THOUGHTS ON MAN, HIS NATURE,
PRODUCTIONS AND DISCOVERIES
INTERSPERSED WITH SOME PARTICULARS
RESPECTING THE AUTHOR
by
WILLIAM GODWIN
Oh, the blood more stirs
To rouse a lion, than to start a hare!
- SHAKESPEARE
LONDON: EFFINGHAM WILSON,
ROYAL EXCHANGE. 1831.
PREFACE
In the ensuing volume I have attempted to give a defined
and permanent form to a variety of thoughts, which have occurred to my
mind in the course of thirty-four years, it being so long since I published
a volume, entitled, the Enquirer,--thoughts, which, if they have presented
themselves to other men, have, at least so far as I am aware, never been
given to the public through the medium of the press. During a part of this
period I had remained to a considerable degree unoccupied in my character
of an author, and had delivered little to the press that bore my name.--And
I beg the reader to believe, that, since I entered in 1791 upon that which
may be considered as my vocation in life, I have scarcely in any instance
contributed a page to any periodical miscellany.

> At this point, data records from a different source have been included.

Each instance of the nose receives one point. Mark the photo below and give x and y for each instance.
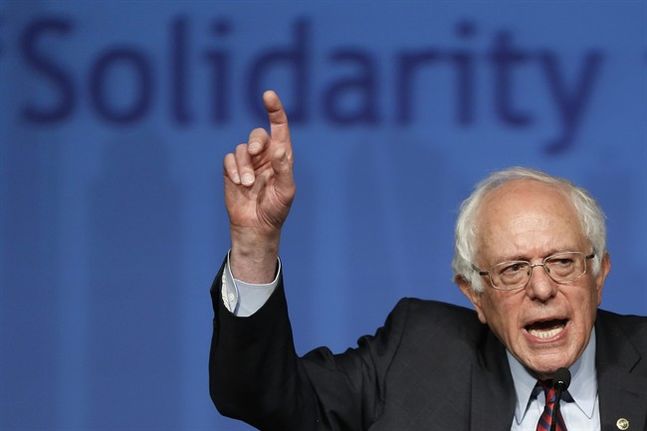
(540, 286)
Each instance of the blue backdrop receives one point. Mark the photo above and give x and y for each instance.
(115, 118)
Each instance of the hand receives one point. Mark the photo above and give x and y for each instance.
(259, 189)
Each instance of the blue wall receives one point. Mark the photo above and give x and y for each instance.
(115, 118)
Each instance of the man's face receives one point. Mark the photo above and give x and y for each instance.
(545, 325)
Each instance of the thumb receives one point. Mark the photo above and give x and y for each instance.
(282, 166)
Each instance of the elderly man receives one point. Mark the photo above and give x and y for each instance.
(530, 256)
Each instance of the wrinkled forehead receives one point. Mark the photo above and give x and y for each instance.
(526, 214)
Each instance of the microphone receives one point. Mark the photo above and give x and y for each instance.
(562, 378)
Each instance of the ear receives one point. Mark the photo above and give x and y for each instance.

My mind has been constitutionally meditative, and I should
not have felt satisfied, if I had not set in order for publication these
special fruits of my meditations. I had entered upon a certain career;
and I held it for my duty not to abandon it.
One thing further I feel prompted to say. I have always
regarded it as my office to address myself to plain men, and in clear and
unambiguous terms. It has been my lot to have occasional intercourse with
some of those who consider themselves as profound, who deliver their oracles
in obscure phraseology, and who make it their boast that few men can understand
them, and those few only through a process of abstract reflection, and
by means of unwearied application.
To this class of the oracular I certainly did not belong.
I felt that I had nothing to say, that it should be very difficult to understand.
I resolved, if I could help it, not to "darken counsel by words without
knowledge." This was my principle in the Enquiry concerning Political
Justice. And I had my reward. I had a numerous audience of all classes,
of every age, and of either sex. The young and the fair did not feel deterred
from consulting my pages.
It may be that that book was published in a propitious
season. I am told that nothing coming from the press will now be welcomed,
unless it presents itself in the express form of amusement. He who shall
propose to himself for his principal end, to draw aside in one particular
or another the veil from the majesty of intellectual or moral truth, must
lay his account in being received with little attention.
I have not been willing to believe this: and I publish
my speculations accordingly. I have aimed at a popular, and (if I could
reach it) an interesting style; and, if I am thrust aside and disregarded,
I shall console myself with believing that I have not neglected what it
was in my power to achieve.
One characteristic of the present publication will not
fail to offer itself to the most superficial reader. I know many men who
are misanthropes, and profess to look down with disdain on their species.
My creed is of an opposite character. All that we observe that is best
and most excellent in the intellectual world, is man: and it is easy to
perceive in many cases, that the believer in mysteries does little more,
than dress up his deity in the choicest of human attributes and qualifications.
I have lived among, and I feel an ardent interest in and love for, my brethren
of mankind. This sentiment, which I regard with complacency in my own breast,
I would gladly cherish in others. In such a cause I am well pleased to
enroll myself a missionary.
February 15, 1831.
The particulars respecting the author, referred to in
the title-page, will be found principally in Essays VII, IX, XIV, and XVIII.